All unmanned aircraft systems (UAS) are “aircraft” as defined under federal aviation law, and the FAA requires that all aircraft be registered to conduct operations in the U.S. The FAA’s proposed small UAS (sUAS) rules will codify the UAS registration requirement. Following the same registration requirements as manned aircraft, the UAS must be U.S.-owned and cannot be foreign registered. The U.S.-registration requirement has implications for multi-national businesses and entities that intend to operate UAS around the globe, including potential operational limitations or additional approval requirements.
To be registered in the U.S., the UAS must be owned by: (i) a citizen of the United States; (ii) a permanent resident of the United states; (iii) a foreign corporation that is organized and doing business under U.S. Federal or state law, and the aircraft is based and primarily used in the U.S.; or (iv) the U.S. Government or state or local government entity. Citizens of the United States are further defined as (i) an individual who is a citizen of the U.S.; (ii) a partnership each of whose partners is an individual who is a citizen of the U.S.; or (iii) a corporation or association organized under the laws of the U.S. or a State (or the District of Columbia or a territory or possession of the U.S.), of which the president and at least two-thirds of the board of directors and other managing officers are U.S. citizens, which is under actual control of U.S. citizens, and in which at least 75 percent of the voting interest is owned or controlled by persons that are U.S. citizens.

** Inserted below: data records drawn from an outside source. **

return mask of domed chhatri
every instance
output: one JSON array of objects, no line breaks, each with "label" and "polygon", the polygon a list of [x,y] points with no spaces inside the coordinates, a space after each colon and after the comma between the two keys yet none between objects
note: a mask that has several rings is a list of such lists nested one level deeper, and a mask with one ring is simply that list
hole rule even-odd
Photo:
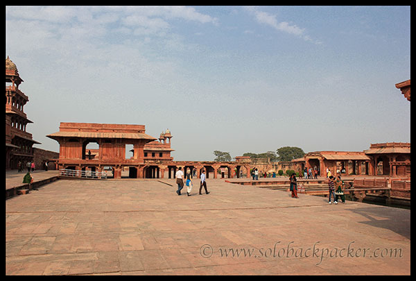
[{"label": "domed chhatri", "polygon": [[8,56],[6,59],[6,69],[17,71],[17,67],[16,67],[16,65],[12,61],[12,60],[10,59]]}]

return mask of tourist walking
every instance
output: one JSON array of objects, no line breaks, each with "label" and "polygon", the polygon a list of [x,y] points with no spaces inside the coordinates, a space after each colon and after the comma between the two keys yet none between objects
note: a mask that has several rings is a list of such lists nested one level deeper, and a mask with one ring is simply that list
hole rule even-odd
[{"label": "tourist walking", "polygon": [[205,194],[209,194],[209,192],[208,192],[208,190],[207,190],[207,181],[205,179],[205,171],[202,170],[202,173],[201,173],[201,183],[200,185],[200,195],[202,194],[201,190],[202,189],[202,186],[205,189]]},{"label": "tourist walking", "polygon": [[192,186],[193,185],[193,183],[192,182],[192,180],[191,180],[191,173],[188,173],[187,174],[187,194],[188,194],[189,196],[191,196],[191,191],[192,191]]},{"label": "tourist walking", "polygon": [[341,198],[343,203],[345,203],[345,196],[344,195],[344,181],[341,180],[341,176],[338,176],[335,181],[335,201],[338,202],[338,196]]},{"label": "tourist walking", "polygon": [[296,182],[296,174],[295,173],[292,173],[291,178],[289,178],[289,180],[291,181],[292,198],[299,198],[297,197],[297,183]]},{"label": "tourist walking", "polygon": [[184,188],[184,172],[182,171],[182,167],[179,167],[179,170],[176,172],[175,175],[176,183],[177,184],[177,190],[176,193],[177,195],[180,195],[180,191]]},{"label": "tourist walking", "polygon": [[318,168],[316,167],[316,166],[315,166],[315,167],[313,167],[313,173],[315,174],[315,176],[313,178],[318,179]]},{"label": "tourist walking", "polygon": [[335,198],[335,178],[332,176],[329,176],[329,177],[328,178],[328,188],[329,189],[328,203],[329,204],[331,203],[331,196],[332,196],[332,197],[333,197],[333,203],[338,204],[338,202],[336,201],[336,199]]}]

A foreign business or person may also use a non-citizen trust to establish U.S.-ownership of the aircraft, requiring additional legal planning. Pillsbury’s UAS Focus Team can assist with navigating the U.S. ownership and citizenship requirements and establishing a non-citizen trust for foreign entities and persons.
To date, the FAA has not addressed the operation of U.S.-registered UAS in foreign countries and the FAA’s proposed sUAS regulations only apply to operations “within the United States.” Under the FAA’s existing rules for manned aircraft, foreign operations of U.S.-registered aircraft are required to comply with: (1) the regulations of the nation where the operation is conducted; (2) Part 91 of the FAA’s rules, with limited exceptions, so long as they are not inconsistent with the applicable regulations of the foreign country where the aircraft is operated or Annex 2 of the Convention on International Civil Aviation; and (3) separation, noise, and emissions requirements. The FAA has not made clear whether these rules will be applied to U.S.-registered UAS operating in foreign countries.
Global UAS operators, especially multi-national businesses, must consider the impact of the U.S.-registration requirement that may require additional business structuring and legal planning or limit the foreign operations of U.S.-registered UAS. As aircraft can only be registered in one country at a time, operators must carefully consider registration and citizenship requirements for its global operations, especially given the ease with which sUAS can be shipped.